Urgent need for flexible regulatory framework
Despite not being the decision-makers, the entire industry can influence the direction and progress of regulation. The challenge is that this transition is bigger than anything experienced in the energy industry before.
The EU’s clean energy package includes ambitious promises on renewable energy, efficiency and performance. Other reforms – not ratified, but being actively pursued by industry body Eurelectric – recognize the role of the DSO in prioritizing renewables, empowering customers, enabling better management of energy flows and collaborating with transmission system operators (TSOs) to secure supply.
The industry believes that more can be done though, with DSO respondents to the EY 2018 survey pointing to areas where clear regulatory direction is needed to:
- Define the DSO’s current and evolving role, aligned with the TSO, and scope to harness flexibility
- Ensure customers are not disadvantaged financially
- Enable fair returns to investors by being less short term and more forward focused
- Give DSOs flexibility, with targets rather than specific policy and expenditure restrictions
- Recognize long-term paybacks from innovation and digitization expenditure, and the overall “smartening” of power networks
- Determine the optimum risk allocation, especially for emerging technology investments with short life-spans
- Create a level playing field for all market players, not prioritizing one particular business model, but ensuring that tariffs are designed so all users contribute fairly to network and policy costs
- Enable intermediaries to act on behalf of customers who may struggle or be reluctant to adjust to a smart, market-based energy ecosystem
Priorities are clear, but will regulators move fast enough?
If regulation and policy don’t adapt and enable the energy transition, it will still happen, just not fast enough.
Industry participants were asked what they wanted from policymakers.
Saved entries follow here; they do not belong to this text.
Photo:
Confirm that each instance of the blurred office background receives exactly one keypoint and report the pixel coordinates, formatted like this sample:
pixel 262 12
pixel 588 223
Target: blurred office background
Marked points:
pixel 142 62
Six priorities emerged:
1. Recognition of the DSO’s role and regulatory framework support. Including incentives to implement initiatives that support the DSO’s transformation and enable the energy transition.
2. Reward innovation with greater incentives. Providing bigger incentives to offset innovation risk and incentives that apply to both CAPEX and OPEX, acknowledging the shift from one to the other. And where returns take decades to materialize, regulatory stability and a predictable investment framework to help phase in innovations.
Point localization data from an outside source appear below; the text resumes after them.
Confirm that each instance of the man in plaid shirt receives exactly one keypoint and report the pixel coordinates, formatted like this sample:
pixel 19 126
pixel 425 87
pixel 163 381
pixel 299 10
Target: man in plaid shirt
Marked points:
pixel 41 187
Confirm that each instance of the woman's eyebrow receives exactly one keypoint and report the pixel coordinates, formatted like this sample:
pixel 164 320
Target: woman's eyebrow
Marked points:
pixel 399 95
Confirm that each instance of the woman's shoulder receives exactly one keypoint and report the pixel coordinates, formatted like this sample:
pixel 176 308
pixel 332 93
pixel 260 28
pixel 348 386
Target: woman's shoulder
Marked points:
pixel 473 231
3. Rethink tariff design. Ensuring consumers who generate their own electricity, but use the grid, contribute to the cost of grid modernization and digitization charges.
4. Timely implementation of the clean energy package. Facilitating distributed generation and flexibility services at a local level and, in turn, allowing for competitive procurement and congestion management – leading to greater efficiencies in the distribution system.
5. Remove barriers to battery development. Allowing for greater public ownership and enabling DSOs to operate grid-scale storage facilities within clearly defined regulatory parameters.
6. Regulatory intervention on energy standards and data management. Giving customers and other market participants access to information to fully engage in the market.